The book will describe for you each of these descriptors, then list strengths and weaknesses in relation to being a mom. Then it lists several HELPFUL tips.

For example:
"If you have a very extroverted child, set boundaries to protect your needs for Introversion and his or her needs to interact with you. Retreat to solitude before you reach your limit. You'll avoid exploding and feeling guilty afterward."

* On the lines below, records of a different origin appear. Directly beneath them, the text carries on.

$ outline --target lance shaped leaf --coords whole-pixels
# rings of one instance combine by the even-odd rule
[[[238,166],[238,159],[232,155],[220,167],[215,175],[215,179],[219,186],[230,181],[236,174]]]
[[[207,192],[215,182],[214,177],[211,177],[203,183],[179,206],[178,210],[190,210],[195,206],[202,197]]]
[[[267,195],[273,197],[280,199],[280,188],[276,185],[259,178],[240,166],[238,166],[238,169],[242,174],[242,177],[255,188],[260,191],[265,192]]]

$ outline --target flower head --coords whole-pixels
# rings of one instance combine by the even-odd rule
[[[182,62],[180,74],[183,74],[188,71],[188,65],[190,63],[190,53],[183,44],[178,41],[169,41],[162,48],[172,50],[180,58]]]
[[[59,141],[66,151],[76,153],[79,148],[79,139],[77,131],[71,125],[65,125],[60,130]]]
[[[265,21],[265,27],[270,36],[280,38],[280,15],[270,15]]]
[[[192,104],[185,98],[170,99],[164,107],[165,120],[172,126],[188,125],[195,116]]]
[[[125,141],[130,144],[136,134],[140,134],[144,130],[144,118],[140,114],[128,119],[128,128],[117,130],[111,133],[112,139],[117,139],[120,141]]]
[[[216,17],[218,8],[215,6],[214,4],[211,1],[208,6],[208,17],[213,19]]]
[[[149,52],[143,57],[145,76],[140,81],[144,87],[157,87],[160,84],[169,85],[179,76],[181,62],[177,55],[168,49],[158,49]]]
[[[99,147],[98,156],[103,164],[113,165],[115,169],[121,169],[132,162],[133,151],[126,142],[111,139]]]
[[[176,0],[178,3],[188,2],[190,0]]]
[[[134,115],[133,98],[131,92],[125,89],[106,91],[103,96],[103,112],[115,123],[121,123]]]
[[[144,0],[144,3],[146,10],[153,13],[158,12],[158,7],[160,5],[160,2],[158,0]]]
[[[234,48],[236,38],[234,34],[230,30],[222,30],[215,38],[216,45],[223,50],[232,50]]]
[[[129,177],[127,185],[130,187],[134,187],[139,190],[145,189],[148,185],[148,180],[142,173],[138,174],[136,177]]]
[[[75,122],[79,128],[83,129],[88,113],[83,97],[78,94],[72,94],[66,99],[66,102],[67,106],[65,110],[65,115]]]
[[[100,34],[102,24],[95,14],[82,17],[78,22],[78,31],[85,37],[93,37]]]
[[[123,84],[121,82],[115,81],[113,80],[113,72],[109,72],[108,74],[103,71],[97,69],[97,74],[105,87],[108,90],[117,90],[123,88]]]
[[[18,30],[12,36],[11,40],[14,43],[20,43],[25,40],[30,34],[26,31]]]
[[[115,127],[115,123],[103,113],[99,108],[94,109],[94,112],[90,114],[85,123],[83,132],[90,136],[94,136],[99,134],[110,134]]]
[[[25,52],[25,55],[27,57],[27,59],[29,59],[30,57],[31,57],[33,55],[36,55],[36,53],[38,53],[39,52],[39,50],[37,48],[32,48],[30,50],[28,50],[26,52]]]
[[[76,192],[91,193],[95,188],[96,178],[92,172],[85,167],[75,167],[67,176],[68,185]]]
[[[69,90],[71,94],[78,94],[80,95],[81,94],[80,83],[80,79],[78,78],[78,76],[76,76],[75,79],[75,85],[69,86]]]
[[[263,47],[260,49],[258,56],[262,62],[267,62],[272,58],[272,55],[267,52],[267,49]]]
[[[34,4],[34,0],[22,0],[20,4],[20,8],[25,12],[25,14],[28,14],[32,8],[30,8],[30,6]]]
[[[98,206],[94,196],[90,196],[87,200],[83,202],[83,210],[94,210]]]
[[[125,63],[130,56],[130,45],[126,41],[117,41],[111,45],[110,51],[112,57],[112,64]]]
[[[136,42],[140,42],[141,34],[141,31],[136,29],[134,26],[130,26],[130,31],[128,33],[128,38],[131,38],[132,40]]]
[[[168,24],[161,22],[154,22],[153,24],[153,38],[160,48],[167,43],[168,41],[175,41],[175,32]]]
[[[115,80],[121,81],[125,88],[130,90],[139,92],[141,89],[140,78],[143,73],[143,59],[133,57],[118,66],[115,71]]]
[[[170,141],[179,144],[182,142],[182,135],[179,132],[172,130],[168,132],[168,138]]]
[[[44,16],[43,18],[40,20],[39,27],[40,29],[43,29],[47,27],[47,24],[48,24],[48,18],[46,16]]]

These descriptions of the Sensing personality really resonated with me:
"Being overly focused on details and small incidents. Because it's hard for a Sensing mom to see the big picture, she may get stuck on the "small stuff" -- a hair out of place or a dirty dish left in the sink."
"The SJ mom is typically adept at providing security, doing "for" her children and providing what a parent "should". She tends to be traditional in her approach to mothering and strives for daily routines designed to assure stability and consistency in her child's life."

And I love this:
"For the Sensing mom, "taking care of me" means feeding the senses -- avoiding sensory deprivation. Too much dullness and sameness in the things around you can make you wilt. Revitalize yourself with rich sensory experiences."
{Enter, The Symphony or Martha Stewart Living or gazing at beautiful photographs}

There are many strengths of a Feeling mother, such as:
"Tuning in and being responsive to your children's needs. The Feeling mother expresses love by giving to her children and doing things for them and with them. She goes to great lengths to make her children happy, aiming to please, even if it means self-sacrifice." 
BUT, it can be hard to "get your own needs identified and met" and "deal with multiple wants and constant demands". 

Aaaaaaahh, the structured, orderly, planned Judging mother {yep, that's me}. Organized, yes. But needs to "relax and have fun when things still need to get done". A mother's work is NEVER done. So it can be a real struggle for the Judging mother to "live with the never-completed aspects of housekeeping and children". And learn to "function amid clutter, disorder, commotion and MESS".

I'll borrow an insightful blogger's terminology and call this the Difficult, Down and Dirty Training. And I believe I have graduated. Well, maybe not summa cum laude. That is, I have grown to accept a certain amount of disorder while I make haste to clean up the other messes...not altogether in a relaxed and I'm-having-fun state of mind....but I'm getting better!!

I'm know, I'm an odd character, but that's me. Been this way for a few years now... ;p

So, the rest of the book goes on to describe each combo (eg. ESTP or INFJ). I was amazed at how well their description matched up with me. Amazing. Down to the need for appreciation and the mom-guilt.

It tells me that I need to cultivate my own interests and put my needs first every so often. That I'll do better if I structure time to be quiet and alone. See, isn't that insightful? How does the author know me?

I think we'll need a Part Two to this post, since I'm still reading through the sections on DADS and parent/child personality interactions.